North Dakota’s Rolette County advertises itself as “The Sportsman’s Paradise.” It’s chock full of beautiful wilderness for hiking, hunting, and fishing. But just because there are only 15 people per square mile doesn’t mean they can’t have interesting stories.

Take the county’s namesake: “Jolly Joe” Rolette was a gregarious Pembina fur trader. Those who knew Jolly Joe found him very likeable and intelligent. So, he was elected to the Minnesota Territorial Legislature in 1851, 53, 55, and 57. (Today’s eastern North Dakota was then a part of the Minnesota Territory).
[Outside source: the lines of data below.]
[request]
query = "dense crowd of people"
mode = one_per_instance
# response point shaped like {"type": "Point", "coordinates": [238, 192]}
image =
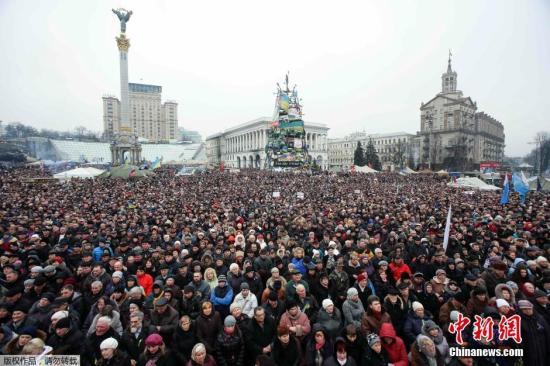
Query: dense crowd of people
{"type": "Point", "coordinates": [215, 269]}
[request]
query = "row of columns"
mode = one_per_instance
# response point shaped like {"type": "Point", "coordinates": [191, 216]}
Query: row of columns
{"type": "Point", "coordinates": [256, 140]}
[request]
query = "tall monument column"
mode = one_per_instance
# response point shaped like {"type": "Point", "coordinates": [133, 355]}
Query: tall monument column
{"type": "Point", "coordinates": [123, 44]}
{"type": "Point", "coordinates": [125, 148]}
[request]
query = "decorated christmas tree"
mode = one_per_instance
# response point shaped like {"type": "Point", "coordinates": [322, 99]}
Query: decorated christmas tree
{"type": "Point", "coordinates": [286, 144]}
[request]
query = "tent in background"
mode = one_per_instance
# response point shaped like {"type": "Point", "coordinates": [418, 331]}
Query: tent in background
{"type": "Point", "coordinates": [407, 170]}
{"type": "Point", "coordinates": [126, 171]}
{"type": "Point", "coordinates": [472, 183]}
{"type": "Point", "coordinates": [88, 172]}
{"type": "Point", "coordinates": [365, 169]}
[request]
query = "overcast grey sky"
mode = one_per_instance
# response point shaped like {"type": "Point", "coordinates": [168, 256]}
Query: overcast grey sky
{"type": "Point", "coordinates": [359, 65]}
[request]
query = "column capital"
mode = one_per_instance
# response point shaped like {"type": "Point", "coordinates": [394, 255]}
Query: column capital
{"type": "Point", "coordinates": [123, 43]}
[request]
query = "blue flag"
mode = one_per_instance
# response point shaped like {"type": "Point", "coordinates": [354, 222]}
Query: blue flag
{"type": "Point", "coordinates": [505, 191]}
{"type": "Point", "coordinates": [520, 187]}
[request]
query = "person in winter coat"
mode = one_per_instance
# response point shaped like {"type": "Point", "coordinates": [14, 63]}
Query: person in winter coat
{"type": "Point", "coordinates": [330, 318]}
{"type": "Point", "coordinates": [41, 310]}
{"type": "Point", "coordinates": [230, 344]}
{"type": "Point", "coordinates": [353, 308]}
{"type": "Point", "coordinates": [191, 302]}
{"type": "Point", "coordinates": [296, 320]}
{"type": "Point", "coordinates": [199, 357]}
{"type": "Point", "coordinates": [319, 347]}
{"type": "Point", "coordinates": [145, 280]}
{"type": "Point", "coordinates": [111, 355]}
{"type": "Point", "coordinates": [393, 345]}
{"type": "Point", "coordinates": [164, 318]}
{"type": "Point", "coordinates": [134, 336]}
{"type": "Point", "coordinates": [414, 322]}
{"type": "Point", "coordinates": [67, 339]}
{"type": "Point", "coordinates": [209, 324]}
{"type": "Point", "coordinates": [374, 355]}
{"type": "Point", "coordinates": [246, 300]}
{"type": "Point", "coordinates": [355, 343]}
{"type": "Point", "coordinates": [185, 337]}
{"type": "Point", "coordinates": [156, 353]}
{"type": "Point", "coordinates": [6, 335]}
{"type": "Point", "coordinates": [259, 334]}
{"type": "Point", "coordinates": [221, 296]}
{"type": "Point", "coordinates": [435, 333]}
{"type": "Point", "coordinates": [535, 335]}
{"type": "Point", "coordinates": [479, 299]}
{"type": "Point", "coordinates": [374, 317]}
{"type": "Point", "coordinates": [395, 306]}
{"type": "Point", "coordinates": [424, 353]}
{"type": "Point", "coordinates": [286, 349]}
{"type": "Point", "coordinates": [340, 355]}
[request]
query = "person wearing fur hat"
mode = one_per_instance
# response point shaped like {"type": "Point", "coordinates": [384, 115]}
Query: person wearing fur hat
{"type": "Point", "coordinates": [111, 355]}
{"type": "Point", "coordinates": [374, 354]}
{"type": "Point", "coordinates": [494, 276]}
{"type": "Point", "coordinates": [435, 333]}
{"type": "Point", "coordinates": [330, 318]}
{"type": "Point", "coordinates": [296, 320]}
{"type": "Point", "coordinates": [364, 287]}
{"type": "Point", "coordinates": [286, 349]}
{"type": "Point", "coordinates": [478, 301]}
{"type": "Point", "coordinates": [230, 344]}
{"type": "Point", "coordinates": [353, 308]}
{"type": "Point", "coordinates": [200, 357]}
{"type": "Point", "coordinates": [413, 324]}
{"type": "Point", "coordinates": [340, 356]}
{"type": "Point", "coordinates": [66, 339]}
{"type": "Point", "coordinates": [25, 334]}
{"type": "Point", "coordinates": [425, 353]}
{"type": "Point", "coordinates": [156, 353]}
{"type": "Point", "coordinates": [393, 345]}
{"type": "Point", "coordinates": [374, 316]}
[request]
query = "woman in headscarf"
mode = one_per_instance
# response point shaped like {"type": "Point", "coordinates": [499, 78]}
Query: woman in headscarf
{"type": "Point", "coordinates": [185, 337]}
{"type": "Point", "coordinates": [425, 353]}
{"type": "Point", "coordinates": [111, 355]}
{"type": "Point", "coordinates": [155, 353]}
{"type": "Point", "coordinates": [209, 324]}
{"type": "Point", "coordinates": [199, 357]}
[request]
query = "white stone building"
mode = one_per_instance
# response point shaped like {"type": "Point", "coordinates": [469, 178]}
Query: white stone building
{"type": "Point", "coordinates": [388, 147]}
{"type": "Point", "coordinates": [149, 117]}
{"type": "Point", "coordinates": [453, 134]}
{"type": "Point", "coordinates": [243, 146]}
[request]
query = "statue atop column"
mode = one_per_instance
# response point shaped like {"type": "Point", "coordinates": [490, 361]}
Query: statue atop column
{"type": "Point", "coordinates": [124, 16]}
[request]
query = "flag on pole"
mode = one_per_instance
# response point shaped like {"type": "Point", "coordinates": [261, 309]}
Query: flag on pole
{"type": "Point", "coordinates": [520, 186]}
{"type": "Point", "coordinates": [505, 191]}
{"type": "Point", "coordinates": [447, 229]}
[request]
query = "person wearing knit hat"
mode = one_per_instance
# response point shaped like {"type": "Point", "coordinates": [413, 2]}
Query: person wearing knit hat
{"type": "Point", "coordinates": [326, 303]}
{"type": "Point", "coordinates": [413, 323]}
{"type": "Point", "coordinates": [352, 308]}
{"type": "Point", "coordinates": [109, 343]}
{"type": "Point", "coordinates": [229, 345]}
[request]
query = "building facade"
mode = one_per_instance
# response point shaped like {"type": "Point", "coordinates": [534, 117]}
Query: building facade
{"type": "Point", "coordinates": [243, 146]}
{"type": "Point", "coordinates": [395, 150]}
{"type": "Point", "coordinates": [149, 117]}
{"type": "Point", "coordinates": [453, 134]}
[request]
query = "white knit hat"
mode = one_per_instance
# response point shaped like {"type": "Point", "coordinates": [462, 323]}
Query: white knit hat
{"type": "Point", "coordinates": [109, 343]}
{"type": "Point", "coordinates": [327, 303]}
{"type": "Point", "coordinates": [59, 315]}
{"type": "Point", "coordinates": [502, 302]}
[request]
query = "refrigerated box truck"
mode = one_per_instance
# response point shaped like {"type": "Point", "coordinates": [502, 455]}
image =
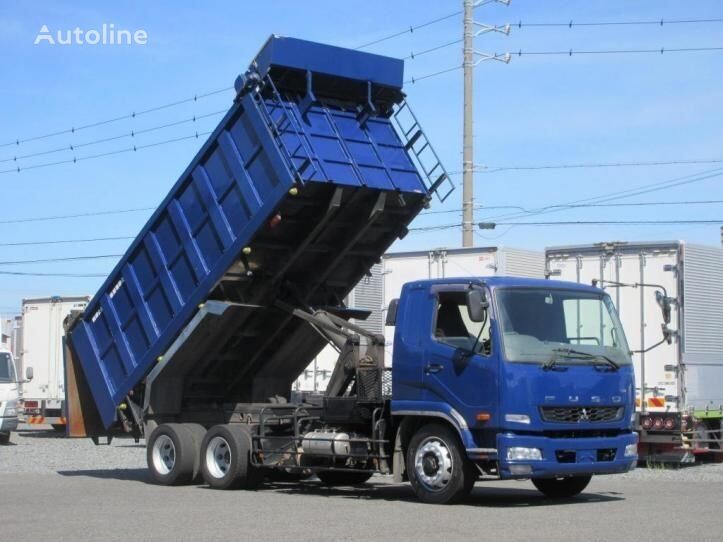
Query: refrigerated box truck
{"type": "Point", "coordinates": [679, 386]}
{"type": "Point", "coordinates": [384, 281]}
{"type": "Point", "coordinates": [43, 398]}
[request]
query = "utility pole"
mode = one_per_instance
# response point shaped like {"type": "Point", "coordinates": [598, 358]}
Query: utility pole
{"type": "Point", "coordinates": [469, 62]}
{"type": "Point", "coordinates": [468, 134]}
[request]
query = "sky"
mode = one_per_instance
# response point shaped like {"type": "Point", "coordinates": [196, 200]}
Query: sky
{"type": "Point", "coordinates": [537, 110]}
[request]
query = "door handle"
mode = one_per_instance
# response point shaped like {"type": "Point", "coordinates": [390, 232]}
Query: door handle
{"type": "Point", "coordinates": [433, 368]}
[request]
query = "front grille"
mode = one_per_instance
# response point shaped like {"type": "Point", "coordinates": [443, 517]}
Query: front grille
{"type": "Point", "coordinates": [593, 414]}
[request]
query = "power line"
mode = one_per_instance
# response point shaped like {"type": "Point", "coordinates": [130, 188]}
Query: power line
{"type": "Point", "coordinates": [65, 241]}
{"type": "Point", "coordinates": [611, 222]}
{"type": "Point", "coordinates": [75, 275]}
{"type": "Point", "coordinates": [441, 227]}
{"type": "Point", "coordinates": [132, 133]}
{"type": "Point", "coordinates": [622, 194]}
{"type": "Point", "coordinates": [134, 148]}
{"type": "Point", "coordinates": [78, 215]}
{"type": "Point", "coordinates": [132, 115]}
{"type": "Point", "coordinates": [570, 24]}
{"type": "Point", "coordinates": [495, 169]}
{"type": "Point", "coordinates": [67, 259]}
{"type": "Point", "coordinates": [579, 206]}
{"type": "Point", "coordinates": [571, 52]}
{"type": "Point", "coordinates": [411, 29]}
{"type": "Point", "coordinates": [662, 50]}
{"type": "Point", "coordinates": [414, 80]}
{"type": "Point", "coordinates": [650, 22]}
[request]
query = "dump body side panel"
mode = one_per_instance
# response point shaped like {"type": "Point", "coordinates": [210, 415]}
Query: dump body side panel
{"type": "Point", "coordinates": [293, 197]}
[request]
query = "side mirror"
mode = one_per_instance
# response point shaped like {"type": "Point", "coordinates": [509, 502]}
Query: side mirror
{"type": "Point", "coordinates": [668, 334]}
{"type": "Point", "coordinates": [391, 319]}
{"type": "Point", "coordinates": [476, 304]}
{"type": "Point", "coordinates": [665, 305]}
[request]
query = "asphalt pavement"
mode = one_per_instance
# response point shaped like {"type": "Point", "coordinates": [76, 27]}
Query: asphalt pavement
{"type": "Point", "coordinates": [73, 497]}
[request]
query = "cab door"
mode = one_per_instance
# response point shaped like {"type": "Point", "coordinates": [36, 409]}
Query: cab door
{"type": "Point", "coordinates": [453, 373]}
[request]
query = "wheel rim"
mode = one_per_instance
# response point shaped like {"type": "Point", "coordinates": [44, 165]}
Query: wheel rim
{"type": "Point", "coordinates": [433, 464]}
{"type": "Point", "coordinates": [218, 457]}
{"type": "Point", "coordinates": [164, 454]}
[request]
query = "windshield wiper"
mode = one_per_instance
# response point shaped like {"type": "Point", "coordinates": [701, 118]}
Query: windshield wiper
{"type": "Point", "coordinates": [571, 353]}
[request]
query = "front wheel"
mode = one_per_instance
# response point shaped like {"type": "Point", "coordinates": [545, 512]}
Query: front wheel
{"type": "Point", "coordinates": [437, 467]}
{"type": "Point", "coordinates": [561, 488]}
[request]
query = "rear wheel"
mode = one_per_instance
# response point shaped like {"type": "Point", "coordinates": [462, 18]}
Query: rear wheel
{"type": "Point", "coordinates": [437, 468]}
{"type": "Point", "coordinates": [561, 488]}
{"type": "Point", "coordinates": [226, 458]}
{"type": "Point", "coordinates": [172, 454]}
{"type": "Point", "coordinates": [343, 478]}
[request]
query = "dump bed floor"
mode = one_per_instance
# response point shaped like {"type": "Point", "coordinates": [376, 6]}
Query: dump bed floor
{"type": "Point", "coordinates": [293, 198]}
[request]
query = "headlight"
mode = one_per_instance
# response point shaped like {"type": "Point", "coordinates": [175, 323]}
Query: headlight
{"type": "Point", "coordinates": [517, 418]}
{"type": "Point", "coordinates": [631, 450]}
{"type": "Point", "coordinates": [518, 453]}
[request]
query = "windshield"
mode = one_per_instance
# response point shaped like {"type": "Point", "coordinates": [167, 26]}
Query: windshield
{"type": "Point", "coordinates": [563, 326]}
{"type": "Point", "coordinates": [7, 369]}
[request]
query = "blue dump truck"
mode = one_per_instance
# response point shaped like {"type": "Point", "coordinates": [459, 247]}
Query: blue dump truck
{"type": "Point", "coordinates": [238, 281]}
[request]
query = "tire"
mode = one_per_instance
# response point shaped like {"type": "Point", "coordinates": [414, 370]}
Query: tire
{"type": "Point", "coordinates": [172, 454]}
{"type": "Point", "coordinates": [343, 478]}
{"type": "Point", "coordinates": [437, 468]}
{"type": "Point", "coordinates": [561, 488]}
{"type": "Point", "coordinates": [226, 458]}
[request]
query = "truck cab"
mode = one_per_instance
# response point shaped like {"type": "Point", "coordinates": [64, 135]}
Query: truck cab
{"type": "Point", "coordinates": [9, 396]}
{"type": "Point", "coordinates": [533, 377]}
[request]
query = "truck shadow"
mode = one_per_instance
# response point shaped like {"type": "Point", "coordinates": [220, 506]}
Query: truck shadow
{"type": "Point", "coordinates": [481, 496]}
{"type": "Point", "coordinates": [489, 497]}
{"type": "Point", "coordinates": [135, 475]}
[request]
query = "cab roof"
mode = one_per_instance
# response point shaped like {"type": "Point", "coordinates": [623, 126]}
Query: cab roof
{"type": "Point", "coordinates": [514, 282]}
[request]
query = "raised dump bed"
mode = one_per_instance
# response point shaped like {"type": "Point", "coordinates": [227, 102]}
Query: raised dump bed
{"type": "Point", "coordinates": [300, 189]}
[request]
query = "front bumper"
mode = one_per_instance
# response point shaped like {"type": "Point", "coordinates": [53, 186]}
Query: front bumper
{"type": "Point", "coordinates": [566, 456]}
{"type": "Point", "coordinates": [8, 424]}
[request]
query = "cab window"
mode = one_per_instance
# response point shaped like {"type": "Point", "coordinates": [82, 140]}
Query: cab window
{"type": "Point", "coordinates": [454, 328]}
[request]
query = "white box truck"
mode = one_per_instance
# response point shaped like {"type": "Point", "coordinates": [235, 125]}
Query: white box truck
{"type": "Point", "coordinates": [679, 386]}
{"type": "Point", "coordinates": [43, 398]}
{"type": "Point", "coordinates": [385, 280]}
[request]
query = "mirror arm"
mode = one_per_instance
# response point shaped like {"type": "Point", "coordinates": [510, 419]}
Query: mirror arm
{"type": "Point", "coordinates": [649, 348]}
His most famous accomplishment was the prevention of the “big move.” In February of 1857, a bill that would move the capital of Minnesota from St. Paul to St. Peter was working its way through the legislature. Rolette realized that legislators were being paid off by the St. Peter Land Company. It was his job to take the bill to be signed by the governor, who he knew was also in on the corrupt deal. So, Jolly Joe took the bill…and ran. He came back exactly as the sixty day session was about to expire, so nothing could be done. St. Paul remained the capital. Many say he spent his time in hiding at the Fuller House Hotel, drinking and playing poker.

Jolly Joe died in 1871 with much of his fortune lost, but in 1872 Rolette County was named in his honor. And it continued with its own interesting history. The original County Seat was Dunseith, but there was competition for that designation from the town of St. John. In 1885, an election was held to determine the winner. Both sides campaigned heavily and many people had hard feelings on the subject. Although Dunseith and St. John both sent supervisors to watch over the other city’s voting, there was still a great deal of fraud. St. John was charged with casting 1,125 votes with only 225 voters! (Sadly, the large population of Chippewa was not included in this number because they were not enfranchised yet.) Before anything was settled, the people of St. John set up their own county government. Consequently, there were two governments running at the same time. Although St. John eventually won, the people of Dunseith were left laughing when, on their way back from retrieving county documents, St. John city officials dropped several of the important records into a creek.

And on this date in 1888, the townsite of Rolla, the underdog, filed for incorporation. Dunseith and St. John had to stop fighting when Rolla took the county seat title from both of them in 1890. And Rolla has managed to keep this honor without controversy for one hundred and twenty-one years.